そのときには、なるべく意気込みはないほうがいいと思います。「さあ感想文を書くぞ」「どれどれ、批評してやるから読もうか」といったことです。
このように読んで楽しむ以外の視点を持とうと意気込むと、作品を味わうことから離れてしまいがちです。
あれもこれも楽しもうと焦って時間をせわしなく確認してしまい、かえってつまらなく終わった観光旅行のような感じです。
読みたかった小説を本屋で買ったとして「さぁ、読むぞ」とは思うでしょうが、「さぁ、批評するぞ」とは思わないのではないでしょうか。
シリーズものの推理小説を読んだとき、「さぁ、今回のトリックはなんだ。暴いてみせるぞ」とは思うかもしれません。
作品を楽しむための気構えはあってもよいですが、先入観や予断を持つと、途端にその作品に没入できなくなります。
感想文や批評をその作品について書きたかったとしても、作品に没頭しない限りは書けないと思います。
「面白かった、つまらなかった」という感情を出発点にし、そこに他人が確認できるような事実を加えた文章が感想や批評だからです。
そのため、まずは作品を味わわないと、何も書けません。
自然に読める平静な気持ちがまず大事ではないかと思います。
また、没入感を得られない作品も中にはあります。
自分の肌に合わなかったり、難しすぎたり、その時は全く集中できなかったり。
読んだ片端から文章や内容を忘れてしまったり、読むスピードが極端に遅い割に内容が頭に入らなかったり。

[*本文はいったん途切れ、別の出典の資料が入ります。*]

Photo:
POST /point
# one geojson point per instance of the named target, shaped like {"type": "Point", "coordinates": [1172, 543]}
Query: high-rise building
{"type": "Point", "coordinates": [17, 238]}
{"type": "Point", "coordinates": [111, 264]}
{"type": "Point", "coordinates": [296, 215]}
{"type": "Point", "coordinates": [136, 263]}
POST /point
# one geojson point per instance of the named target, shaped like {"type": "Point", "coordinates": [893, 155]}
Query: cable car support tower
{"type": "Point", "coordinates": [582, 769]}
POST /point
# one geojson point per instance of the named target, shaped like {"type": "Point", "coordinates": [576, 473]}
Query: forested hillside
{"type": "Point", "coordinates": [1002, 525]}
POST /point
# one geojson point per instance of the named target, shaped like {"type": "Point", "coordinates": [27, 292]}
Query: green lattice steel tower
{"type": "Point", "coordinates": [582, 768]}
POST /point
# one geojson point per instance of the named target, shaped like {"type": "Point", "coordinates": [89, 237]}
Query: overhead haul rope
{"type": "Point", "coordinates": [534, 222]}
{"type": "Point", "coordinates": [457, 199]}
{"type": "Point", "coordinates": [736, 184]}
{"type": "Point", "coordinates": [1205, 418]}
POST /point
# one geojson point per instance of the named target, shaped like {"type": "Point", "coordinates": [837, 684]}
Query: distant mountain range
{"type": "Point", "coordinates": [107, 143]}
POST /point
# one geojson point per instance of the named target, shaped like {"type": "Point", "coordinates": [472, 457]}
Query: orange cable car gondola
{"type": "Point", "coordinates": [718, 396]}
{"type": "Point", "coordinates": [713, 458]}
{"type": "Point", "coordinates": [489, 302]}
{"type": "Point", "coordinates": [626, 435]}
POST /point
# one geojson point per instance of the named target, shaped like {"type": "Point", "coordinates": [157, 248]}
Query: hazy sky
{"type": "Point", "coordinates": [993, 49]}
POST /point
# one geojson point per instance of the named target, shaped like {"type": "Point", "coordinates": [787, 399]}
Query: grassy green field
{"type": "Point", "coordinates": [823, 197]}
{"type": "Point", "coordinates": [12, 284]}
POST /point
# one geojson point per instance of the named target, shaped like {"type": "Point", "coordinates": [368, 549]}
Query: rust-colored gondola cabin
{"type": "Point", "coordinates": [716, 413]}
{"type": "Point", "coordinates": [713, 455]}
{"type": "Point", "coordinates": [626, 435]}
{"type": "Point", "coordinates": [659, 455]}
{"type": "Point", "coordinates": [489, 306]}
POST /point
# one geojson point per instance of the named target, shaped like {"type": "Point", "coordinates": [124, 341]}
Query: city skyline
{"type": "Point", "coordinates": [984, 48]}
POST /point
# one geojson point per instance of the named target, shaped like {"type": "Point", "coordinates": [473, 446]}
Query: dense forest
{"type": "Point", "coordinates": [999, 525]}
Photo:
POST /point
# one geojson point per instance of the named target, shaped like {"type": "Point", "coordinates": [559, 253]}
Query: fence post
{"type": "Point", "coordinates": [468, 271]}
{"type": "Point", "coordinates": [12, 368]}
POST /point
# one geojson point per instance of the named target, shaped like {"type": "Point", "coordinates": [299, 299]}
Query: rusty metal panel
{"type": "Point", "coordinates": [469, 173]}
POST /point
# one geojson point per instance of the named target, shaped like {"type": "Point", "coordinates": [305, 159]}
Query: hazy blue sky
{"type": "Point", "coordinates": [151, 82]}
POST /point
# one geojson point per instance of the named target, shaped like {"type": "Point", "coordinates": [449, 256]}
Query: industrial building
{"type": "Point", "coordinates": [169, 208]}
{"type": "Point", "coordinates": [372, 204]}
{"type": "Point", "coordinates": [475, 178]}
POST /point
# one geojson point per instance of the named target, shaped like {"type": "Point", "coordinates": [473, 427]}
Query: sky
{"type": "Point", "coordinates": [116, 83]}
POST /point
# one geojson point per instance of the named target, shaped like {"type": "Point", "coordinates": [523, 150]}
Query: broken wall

その作品を読む実力が備わっていない可能性もあります。
私は小学三年生の時、夏目漱石の「坊ちゃん」を買ってもらいましたが、読んでも面白さがよくわからず、読んだ内容も頭に入りませんでした。おまけに開始十五ページほどでそれ以上読み進められなくなった記憶があります。
この本を理解し、面白おかしく楽しめるようになったのは、結局中学二年生くらいの時でした。
挫折して以降、勉強したり遊んだり、読書もたくさんしてだんだんと成長していき、とうとう「坊ちゃんステージ」をクリアしたという長い道のりです。
このように、読書経験や人生経験など、自分がすごしてきた時間の積み重ねによって、ある作品を読めるようになるのはよくあることかと思います。
挫折した本はいったん脇に置いておき、その間にいろいろな本を読んで地力をつけてから再挑戦するとすんなり読めときがくると思います。
いずれにしろ、自身がすんなり読める作品は、それ以上ノウハウが必要ありません。
情景が浮かび、人物の喜怒哀楽や言葉の虚実がわかり、物語がわかり、作者様の言いたいことが透けて見えるはずです。ここにおいて文章を読むのは、手段にすぎません。
作品の中には文章それ自体に味わいを感じる場合もあると思います。
登場人物の台詞や地の文の書きぶりで覚えておきたいものなど、作品を楽しんでいるとそういう部分にも自然に目がとどくと思います。
こうして味読した作品は長く印象に残りますし、感想や批評を書くときに材料を用意しやすいです。